We have no power to compel respondent to accept this as the agreement. However, we do have the power to give him an opportunity to do so.

Ontario Downs, Inc. v. Lauppe, 192 Cal.App.2d 697, 13 Cal.Rptr. 782, illustrates such power. There the plaintiff was entitled to receive 15.87 unspecified acres out of a 450-acre tract owned by defendants. The plaintiff had the right under the option agreement to choose the acreage to be transferred to him but this choice was “subject to approval by the Optionor.”

Upon failure of the parties to agree, the plaintiff, ‘apparently in desperation, * * * offered to accept Any 15.87-acre tract which the respondents (optionors) might designate.’ (Emphasis ours.) Judgment for defendants (optionors) was reversed, the opinion stating that the court could require defendants to make such designation and, upon refusal to do so, plaintiff would be allowed to make it.

In the instant case, respondent at one time indicated a willingness to except 16 acres.

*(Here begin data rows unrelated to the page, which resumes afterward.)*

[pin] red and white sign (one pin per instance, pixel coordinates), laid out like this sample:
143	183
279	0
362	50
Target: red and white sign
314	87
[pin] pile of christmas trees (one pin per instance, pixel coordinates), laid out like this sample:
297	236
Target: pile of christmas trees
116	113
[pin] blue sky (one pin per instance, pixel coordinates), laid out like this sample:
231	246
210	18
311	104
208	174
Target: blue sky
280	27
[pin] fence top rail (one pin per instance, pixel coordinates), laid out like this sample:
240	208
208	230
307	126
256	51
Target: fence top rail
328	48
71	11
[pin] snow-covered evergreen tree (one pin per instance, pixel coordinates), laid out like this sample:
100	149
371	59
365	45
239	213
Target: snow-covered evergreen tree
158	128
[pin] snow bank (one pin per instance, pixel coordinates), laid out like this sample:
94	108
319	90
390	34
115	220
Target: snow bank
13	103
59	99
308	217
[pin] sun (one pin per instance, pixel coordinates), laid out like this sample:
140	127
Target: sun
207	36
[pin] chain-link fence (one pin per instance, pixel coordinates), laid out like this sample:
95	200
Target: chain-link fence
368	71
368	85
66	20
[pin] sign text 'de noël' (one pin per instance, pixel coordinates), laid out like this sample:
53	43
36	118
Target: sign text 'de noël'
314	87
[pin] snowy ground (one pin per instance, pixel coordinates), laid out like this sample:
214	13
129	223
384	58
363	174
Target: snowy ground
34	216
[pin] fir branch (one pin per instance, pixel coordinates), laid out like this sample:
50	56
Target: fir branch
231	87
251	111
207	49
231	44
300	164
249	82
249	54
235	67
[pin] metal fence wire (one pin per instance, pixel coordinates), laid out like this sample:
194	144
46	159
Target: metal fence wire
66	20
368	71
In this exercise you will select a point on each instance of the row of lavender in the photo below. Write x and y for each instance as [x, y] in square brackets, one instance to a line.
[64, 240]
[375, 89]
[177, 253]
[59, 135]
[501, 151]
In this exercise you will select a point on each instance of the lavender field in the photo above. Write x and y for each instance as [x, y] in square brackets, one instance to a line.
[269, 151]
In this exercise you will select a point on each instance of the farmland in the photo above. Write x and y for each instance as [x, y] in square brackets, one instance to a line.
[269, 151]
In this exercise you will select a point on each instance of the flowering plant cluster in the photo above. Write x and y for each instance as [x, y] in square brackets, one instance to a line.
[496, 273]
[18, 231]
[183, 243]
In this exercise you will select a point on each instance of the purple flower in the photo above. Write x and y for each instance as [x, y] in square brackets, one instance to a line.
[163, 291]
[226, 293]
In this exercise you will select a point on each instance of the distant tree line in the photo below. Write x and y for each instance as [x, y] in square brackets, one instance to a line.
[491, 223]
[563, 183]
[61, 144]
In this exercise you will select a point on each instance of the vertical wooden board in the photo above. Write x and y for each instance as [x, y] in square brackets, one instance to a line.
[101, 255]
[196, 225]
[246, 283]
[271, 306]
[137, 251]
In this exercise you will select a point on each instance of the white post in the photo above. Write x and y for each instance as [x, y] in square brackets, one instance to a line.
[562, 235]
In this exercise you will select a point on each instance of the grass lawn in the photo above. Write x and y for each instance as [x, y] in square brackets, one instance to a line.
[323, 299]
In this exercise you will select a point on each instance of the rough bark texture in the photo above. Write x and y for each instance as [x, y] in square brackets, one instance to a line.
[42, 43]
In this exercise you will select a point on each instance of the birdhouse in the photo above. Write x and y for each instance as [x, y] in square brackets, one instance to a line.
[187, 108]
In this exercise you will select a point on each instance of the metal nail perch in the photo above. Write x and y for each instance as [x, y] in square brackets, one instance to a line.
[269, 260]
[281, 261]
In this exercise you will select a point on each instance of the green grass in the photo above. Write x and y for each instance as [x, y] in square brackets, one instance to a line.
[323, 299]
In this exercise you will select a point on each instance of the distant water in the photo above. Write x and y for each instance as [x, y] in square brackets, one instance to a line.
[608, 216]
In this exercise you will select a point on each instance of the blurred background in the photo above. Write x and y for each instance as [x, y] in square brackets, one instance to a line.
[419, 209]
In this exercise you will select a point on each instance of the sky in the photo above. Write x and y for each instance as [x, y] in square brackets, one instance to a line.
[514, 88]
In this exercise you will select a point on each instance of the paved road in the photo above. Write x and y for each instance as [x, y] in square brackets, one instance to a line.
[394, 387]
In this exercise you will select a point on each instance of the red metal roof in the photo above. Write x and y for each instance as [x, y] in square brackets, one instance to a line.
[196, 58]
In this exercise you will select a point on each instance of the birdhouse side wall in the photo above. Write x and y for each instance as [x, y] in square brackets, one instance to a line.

On April 9, 1959, two months before the parties executed the contract of sale, he made an offer in writing to appellant which contained the following wording: ‘I * * * will make a firm offer for all of the timber and land less the land to be reserved around the houses, Not to exceed 16 acres; * * *.’ (Emphasis ours.) Appellant had previously told respondent, in March, 1959, that ‘we expected to reserve approximately sixteen acres of the property where the buildings were and for building sites.’

For the reasons stated the judgment decreeing specific performance must be and is reversed unless respondent will agree to this modification: from the main parcel described, appellant will retain the approximate 16 acres as shown on the survey made by Bushnell in July, 1963, which survey is in evidence herein as Exhibit I.

Such a modification will also require an evaluation of the timber on the approximate 6 1/2 acres to be added to the excepted portion so that the value may be deducted from the purchase price. The trial court valued the timber on the original excepted portion of approximately 9 1/2 acres at $3,717.

Acceptance of the judgment as modified must be made in writing and filed with the trial court within 10 days after the remittitur is issued. Thereafter, the trial court shall take such further action as is consistent with this modified judgment.

If respondent does not consent to such modification, the judgment is reversed and the trial court shall proceed to try the issue of damages, which issue is not before us on the present appeal. (Cf. Brudvig v. Renner, supra, 172 Cal.App.2d, at 524—525, 342 P.2d 276.)

If respondent does so consent, each party shall bear his own costs on appeal. If respondent does not so consent, appellant shall recover his costs on appeal.

Appellant has also appealed from an order dismissing his cross-complaint but, in his closing brief, has conceded the propriety of such order under the authority of Ghera v. Sugar Pine Lumber Co., 224 Cal.App.2d 88, 36 Cal.Rptr. 305. The appeal from this order is therefore dismissed.

FOOTNOTES

1.  ‘The purchaser to give the seller an undescribed right-of-way thru his property for the purpose of carrying water to the Building sites of the seller;'The purchaser to install and deliver to The building site of the seller a 1/2' pipe line and water from his property, to replace springs destroyed in the logging operations.'The purchaser agrees not to log off any timber on the side hills near the Cabin sites except as requested by the seller, to protect his property.'The purchaser agrees not to do any cutting of timber near the Cabin reserved property during the months that the buildings are occupied.'The purchaser agrees to make a fire trail to protect the timber around The reserved property from fire from the balance of the land.'The purchaser agrees to allow the seller to use his right of way along the north side of the reserved property for access or egress to the highway.'The purchaser agrees to pay cash for the property and timber to be sold when a survey is made of the Above reservation and when a deed is ready for execution.'The seller agrees to furnish a clear title to the property to be sold.'Signed Howard R. AllardSeller'Signed Ward BrooksPurchaser''Purchase price $60,000.00 Less value of Timber to be retained around cabins WB' (In handwriting of seller-appellant.)

AGEE, Justice.

SHOEMAKER, P.J., and TAYLOR, J., concur.